Diagnosing : Large memory usage + low CPU

Hello, I am testing a simple algorithm and find that during part of the execution this is fast and uses acceptable memory. However, when it gets to a certain point the memory climbs to 75-80 % of the OS's memory and CPU plummets to a mere 5% at most. In the part of the application that executes ok I have calls as follows: let r9' = evalTagger'' (tagFun suffixCapsFreq) $ test let a9' = tagginAccuracy r9' putStrLn ("Suffix(3) + Caps + Freq tag result done = " ++ (show a9')) The slow one has: let r12' = evalTagger'' ruleSuffixCapsFreq $ test let a12' = tagginAccuracy r12' putStrLn ("Rules + Suffix(3) + Caps + Freq tag result done = " ++ (show a12')) The difference lies in the following functions: ruleApplication :: TransformationRule -> POSTags -> Maybe Tag ruleApplication (NextTagRule (Replacement old new) next) z = do (_, _, proposed) <- Z.safeCursor z (_, _, nextProposed) <- rightCursor z if proposed == old && nextProposed == next then Just new else Nothing .... updateState :: (TransformationRule,Int) -> POSTags -> POSTags updateState r = Z.fromList . reverse . Z.foldlz' (update r) [] where update (r,_) !xs z = case ruleApplication r z of Just tag -> (token, correct, tag):xs Nothing -> e:xs where e@(token, correct, _proposed) = Z.cursor z rulesT :: [(TransformationRule, Int)] -> POSTags -> POSTags rulesT rs state = L.foldl' tag state rs where tag !s rule = updateState rule s (.>) :: (POSTags -> Tag) -> (POSTags -> Tag) -> POSTags -> Tag f .> g = \ x -> case (g x) of "" -> f x t -> t (|>) :: (POSTags -> POSTags) -> (POSTags -> Tag) -> POSTags -> POSTags f |> g = \ x -> f $ tagFun g x let ruleT = rulesT top10Rules let suffixCapsFreq = suffixT .> capitalizeT .> freqT let ruleSuffixCapsFreq = ruleT |> suffixCapsFreq where top10Rules is a list.

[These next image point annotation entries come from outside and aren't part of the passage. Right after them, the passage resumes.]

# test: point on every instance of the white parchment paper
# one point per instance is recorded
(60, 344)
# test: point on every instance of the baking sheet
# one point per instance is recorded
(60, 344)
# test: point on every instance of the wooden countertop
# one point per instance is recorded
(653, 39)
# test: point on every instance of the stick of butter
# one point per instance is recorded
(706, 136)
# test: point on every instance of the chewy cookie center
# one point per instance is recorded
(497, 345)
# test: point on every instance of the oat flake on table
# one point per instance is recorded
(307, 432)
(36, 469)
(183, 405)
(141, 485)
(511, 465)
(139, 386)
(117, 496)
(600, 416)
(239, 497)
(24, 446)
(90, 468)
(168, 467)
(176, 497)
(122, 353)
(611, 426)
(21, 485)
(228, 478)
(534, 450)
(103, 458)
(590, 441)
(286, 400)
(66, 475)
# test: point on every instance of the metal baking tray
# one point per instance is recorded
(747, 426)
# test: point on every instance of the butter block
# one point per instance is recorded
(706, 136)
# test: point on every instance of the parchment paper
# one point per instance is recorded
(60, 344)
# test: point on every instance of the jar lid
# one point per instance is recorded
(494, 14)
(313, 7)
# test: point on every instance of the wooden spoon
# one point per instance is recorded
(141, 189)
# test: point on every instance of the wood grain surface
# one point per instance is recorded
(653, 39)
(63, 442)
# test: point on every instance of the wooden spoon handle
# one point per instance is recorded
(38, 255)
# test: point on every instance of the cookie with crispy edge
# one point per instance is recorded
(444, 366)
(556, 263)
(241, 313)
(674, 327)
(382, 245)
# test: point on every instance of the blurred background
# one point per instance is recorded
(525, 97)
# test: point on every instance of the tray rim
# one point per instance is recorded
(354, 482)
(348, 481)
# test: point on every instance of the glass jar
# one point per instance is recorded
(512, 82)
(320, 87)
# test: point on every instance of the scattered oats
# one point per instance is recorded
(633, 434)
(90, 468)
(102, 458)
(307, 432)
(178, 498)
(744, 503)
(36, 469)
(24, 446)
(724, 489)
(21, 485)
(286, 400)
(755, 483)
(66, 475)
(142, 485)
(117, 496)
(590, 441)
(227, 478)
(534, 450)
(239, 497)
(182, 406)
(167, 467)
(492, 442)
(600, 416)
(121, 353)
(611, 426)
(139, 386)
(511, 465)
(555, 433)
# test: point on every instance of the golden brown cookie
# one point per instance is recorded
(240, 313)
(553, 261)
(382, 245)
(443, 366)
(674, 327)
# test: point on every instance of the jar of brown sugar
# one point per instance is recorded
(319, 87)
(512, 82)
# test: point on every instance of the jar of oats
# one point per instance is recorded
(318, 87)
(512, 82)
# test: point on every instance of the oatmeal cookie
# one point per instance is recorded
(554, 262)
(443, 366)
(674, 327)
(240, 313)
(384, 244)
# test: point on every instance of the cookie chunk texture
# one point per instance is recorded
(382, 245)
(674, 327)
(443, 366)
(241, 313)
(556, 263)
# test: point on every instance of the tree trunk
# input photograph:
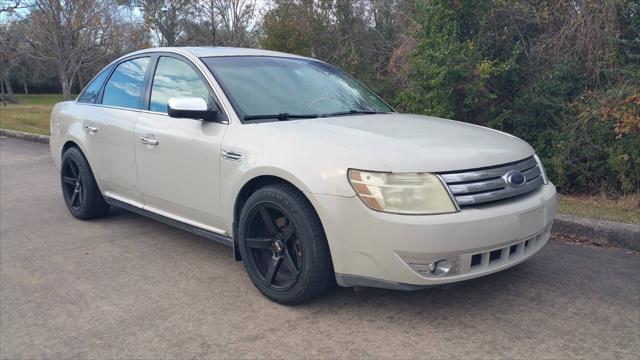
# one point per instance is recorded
(80, 81)
(4, 99)
(65, 81)
(7, 85)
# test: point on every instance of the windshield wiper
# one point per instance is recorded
(280, 116)
(352, 112)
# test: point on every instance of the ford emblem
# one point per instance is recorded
(515, 178)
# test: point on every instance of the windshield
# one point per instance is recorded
(287, 88)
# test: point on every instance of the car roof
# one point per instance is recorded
(214, 51)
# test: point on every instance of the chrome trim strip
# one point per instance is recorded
(231, 155)
(165, 214)
(508, 192)
(453, 199)
(484, 174)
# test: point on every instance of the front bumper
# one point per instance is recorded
(370, 248)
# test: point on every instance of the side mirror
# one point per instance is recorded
(192, 108)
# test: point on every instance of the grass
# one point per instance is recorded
(623, 208)
(30, 113)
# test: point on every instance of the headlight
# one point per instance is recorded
(404, 193)
(542, 172)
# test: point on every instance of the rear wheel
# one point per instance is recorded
(283, 245)
(79, 188)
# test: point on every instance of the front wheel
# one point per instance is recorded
(79, 189)
(283, 245)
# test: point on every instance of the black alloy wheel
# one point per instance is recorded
(72, 184)
(273, 246)
(283, 245)
(79, 188)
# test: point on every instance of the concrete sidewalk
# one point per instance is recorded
(127, 287)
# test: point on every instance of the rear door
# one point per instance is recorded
(110, 127)
(178, 159)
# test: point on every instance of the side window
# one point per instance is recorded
(125, 85)
(90, 92)
(175, 78)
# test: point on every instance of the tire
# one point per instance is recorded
(294, 245)
(79, 188)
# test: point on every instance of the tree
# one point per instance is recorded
(9, 58)
(69, 34)
(167, 18)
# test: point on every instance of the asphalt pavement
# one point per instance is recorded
(127, 287)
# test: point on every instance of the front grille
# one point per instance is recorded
(485, 185)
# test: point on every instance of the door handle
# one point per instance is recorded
(91, 129)
(148, 141)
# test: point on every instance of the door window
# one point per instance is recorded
(175, 78)
(125, 85)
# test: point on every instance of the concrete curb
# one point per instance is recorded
(25, 136)
(615, 233)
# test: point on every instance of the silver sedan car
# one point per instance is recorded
(310, 177)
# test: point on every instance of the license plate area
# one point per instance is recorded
(532, 221)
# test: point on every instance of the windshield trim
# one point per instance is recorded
(236, 108)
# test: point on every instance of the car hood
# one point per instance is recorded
(407, 143)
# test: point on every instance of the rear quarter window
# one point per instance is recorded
(90, 93)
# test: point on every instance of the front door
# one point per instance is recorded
(178, 159)
(110, 125)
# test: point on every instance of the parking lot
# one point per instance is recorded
(128, 287)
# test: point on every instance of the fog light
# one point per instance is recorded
(441, 267)
(433, 267)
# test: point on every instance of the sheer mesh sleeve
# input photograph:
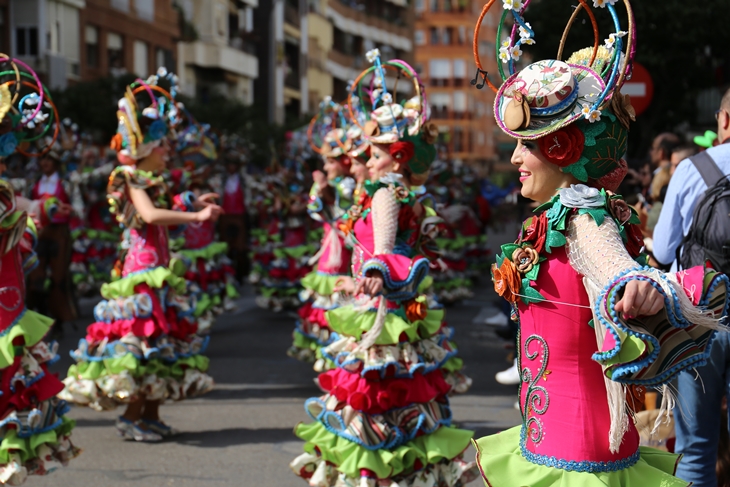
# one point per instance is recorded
(385, 220)
(597, 252)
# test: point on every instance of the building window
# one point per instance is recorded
(115, 51)
(26, 41)
(434, 36)
(141, 59)
(92, 46)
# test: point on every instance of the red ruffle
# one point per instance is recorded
(377, 397)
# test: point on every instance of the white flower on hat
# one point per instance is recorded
(504, 54)
(524, 33)
(590, 114)
(372, 55)
(611, 41)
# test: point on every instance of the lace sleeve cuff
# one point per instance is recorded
(650, 351)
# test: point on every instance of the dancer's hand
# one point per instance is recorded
(344, 284)
(210, 212)
(370, 285)
(640, 299)
(204, 200)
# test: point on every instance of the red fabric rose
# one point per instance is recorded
(563, 147)
(536, 233)
(402, 151)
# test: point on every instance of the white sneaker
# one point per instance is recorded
(509, 377)
(497, 320)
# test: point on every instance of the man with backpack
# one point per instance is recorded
(694, 229)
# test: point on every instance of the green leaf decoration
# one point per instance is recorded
(532, 275)
(554, 239)
(509, 249)
(578, 170)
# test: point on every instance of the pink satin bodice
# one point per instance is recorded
(567, 415)
(148, 248)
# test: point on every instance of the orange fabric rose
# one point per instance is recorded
(507, 281)
(415, 311)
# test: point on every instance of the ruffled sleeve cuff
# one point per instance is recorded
(184, 201)
(650, 351)
(402, 275)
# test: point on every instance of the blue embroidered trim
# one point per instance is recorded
(577, 466)
(399, 437)
(622, 373)
(399, 290)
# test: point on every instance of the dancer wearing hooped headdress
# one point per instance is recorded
(597, 326)
(36, 434)
(385, 418)
(329, 199)
(143, 348)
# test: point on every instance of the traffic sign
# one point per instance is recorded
(640, 88)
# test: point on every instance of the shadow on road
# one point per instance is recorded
(234, 436)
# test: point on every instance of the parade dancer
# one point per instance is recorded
(596, 325)
(385, 417)
(36, 433)
(329, 199)
(54, 249)
(143, 348)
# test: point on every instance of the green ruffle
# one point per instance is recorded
(31, 326)
(501, 462)
(349, 322)
(444, 444)
(156, 279)
(27, 448)
(206, 253)
(136, 368)
(319, 283)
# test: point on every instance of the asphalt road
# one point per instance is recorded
(241, 433)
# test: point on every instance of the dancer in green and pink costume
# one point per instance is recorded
(596, 325)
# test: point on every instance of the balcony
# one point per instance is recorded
(214, 56)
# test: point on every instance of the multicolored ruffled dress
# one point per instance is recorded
(209, 271)
(333, 261)
(35, 432)
(144, 339)
(582, 364)
(385, 417)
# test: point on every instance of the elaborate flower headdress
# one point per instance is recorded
(29, 122)
(141, 128)
(401, 124)
(574, 108)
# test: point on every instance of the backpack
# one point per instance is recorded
(709, 234)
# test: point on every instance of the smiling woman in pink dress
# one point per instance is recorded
(596, 324)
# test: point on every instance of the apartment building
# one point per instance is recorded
(217, 51)
(444, 31)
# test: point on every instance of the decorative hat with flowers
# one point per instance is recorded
(401, 125)
(140, 129)
(574, 109)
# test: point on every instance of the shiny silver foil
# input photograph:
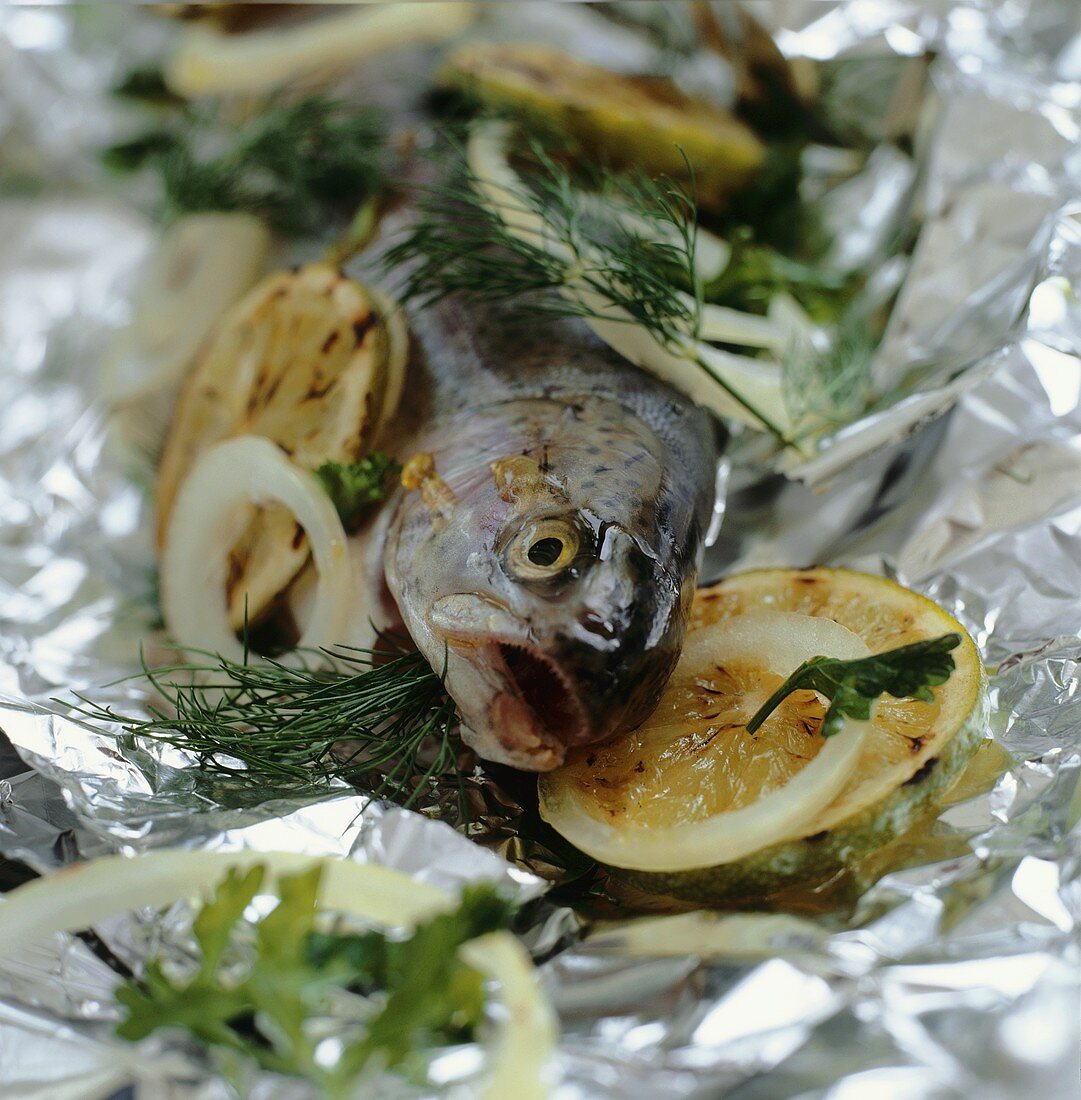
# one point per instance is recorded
(952, 975)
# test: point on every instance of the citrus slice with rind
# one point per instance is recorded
(301, 360)
(695, 743)
(85, 894)
(694, 759)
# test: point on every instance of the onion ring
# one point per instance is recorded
(209, 517)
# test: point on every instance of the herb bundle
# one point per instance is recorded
(293, 165)
(852, 686)
(637, 257)
(378, 718)
(266, 991)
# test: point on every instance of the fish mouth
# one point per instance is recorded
(518, 704)
(552, 708)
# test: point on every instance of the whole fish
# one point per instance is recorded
(548, 556)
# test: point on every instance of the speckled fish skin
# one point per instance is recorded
(540, 664)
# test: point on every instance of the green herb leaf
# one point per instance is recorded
(851, 686)
(294, 165)
(131, 155)
(378, 718)
(754, 273)
(355, 486)
(260, 990)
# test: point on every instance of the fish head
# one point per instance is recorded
(551, 587)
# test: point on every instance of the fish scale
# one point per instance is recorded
(602, 465)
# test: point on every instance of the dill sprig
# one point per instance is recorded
(294, 165)
(635, 252)
(377, 718)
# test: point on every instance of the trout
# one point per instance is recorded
(544, 551)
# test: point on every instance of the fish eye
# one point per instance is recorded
(543, 549)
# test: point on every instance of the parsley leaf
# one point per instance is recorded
(354, 486)
(267, 990)
(851, 686)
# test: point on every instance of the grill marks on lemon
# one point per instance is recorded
(301, 361)
(907, 733)
(631, 121)
(694, 759)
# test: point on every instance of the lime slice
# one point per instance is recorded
(693, 765)
(644, 122)
(606, 799)
(301, 360)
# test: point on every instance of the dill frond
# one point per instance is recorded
(635, 251)
(379, 719)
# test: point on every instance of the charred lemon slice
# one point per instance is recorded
(643, 122)
(658, 804)
(300, 361)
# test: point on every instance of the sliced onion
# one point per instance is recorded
(205, 262)
(210, 63)
(87, 893)
(775, 640)
(394, 318)
(210, 515)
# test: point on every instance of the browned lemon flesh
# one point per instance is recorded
(694, 760)
(907, 734)
(301, 361)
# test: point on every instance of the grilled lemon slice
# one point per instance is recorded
(693, 765)
(642, 122)
(301, 361)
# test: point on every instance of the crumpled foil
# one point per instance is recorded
(951, 974)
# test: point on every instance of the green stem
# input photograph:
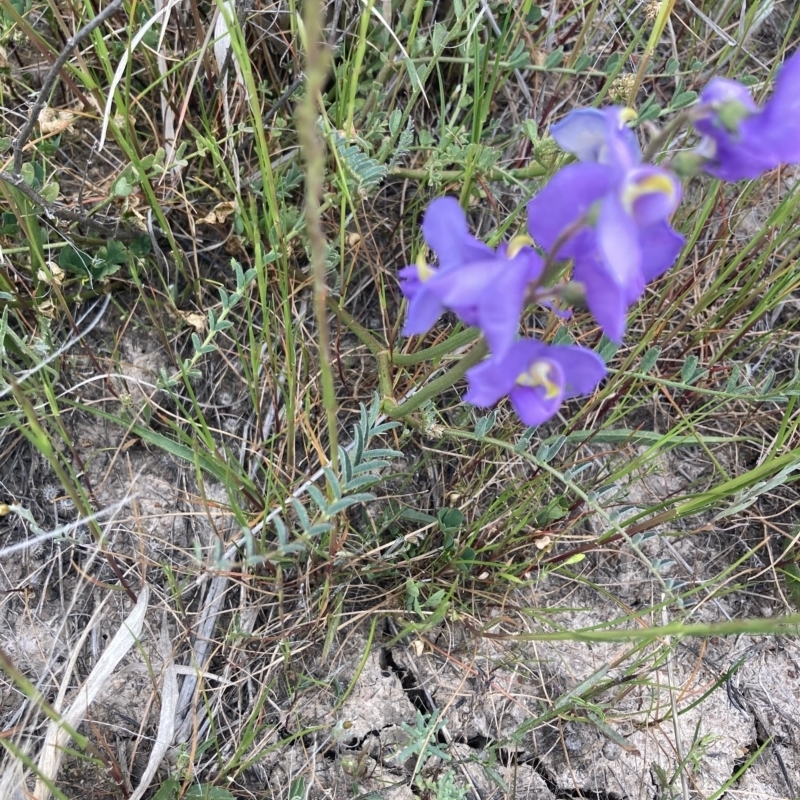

Note that suffixCapsFreq and tagFun are common to both calls. I have placed bangs in many places and used eager evaluation in the folds. However nothing seems to help. Can anyone tell me how I should diagnose this problem. Any suggestions are welcome. TIA, Hugo F.

Hi Hugo What is a POSTags and how big do you expect it to be? Generally I'd recommend you first try to calculate the size of your data rather than try to strictify things, see Johan Tibell's very useful posts: http://blog.johantibell.com/2011/06/memory-footprints-of-some-common-data.ht... http://blog.johantibell.com/2011/06/computing-size-of-hashmap.html Once you know the size of your data - you can decide if it is too big to comfortably work with in memory. If it is too big you need to make sure you're are streaming[*] it rather than forcing it into memory. If POSTags is large, I'd be very concerned about the top line of updateState - reversing lists (or sorting them) simply doesn't play well with streaming. [*] Even in a lazy language like Haskell, streaming data isn't necessarily automatic.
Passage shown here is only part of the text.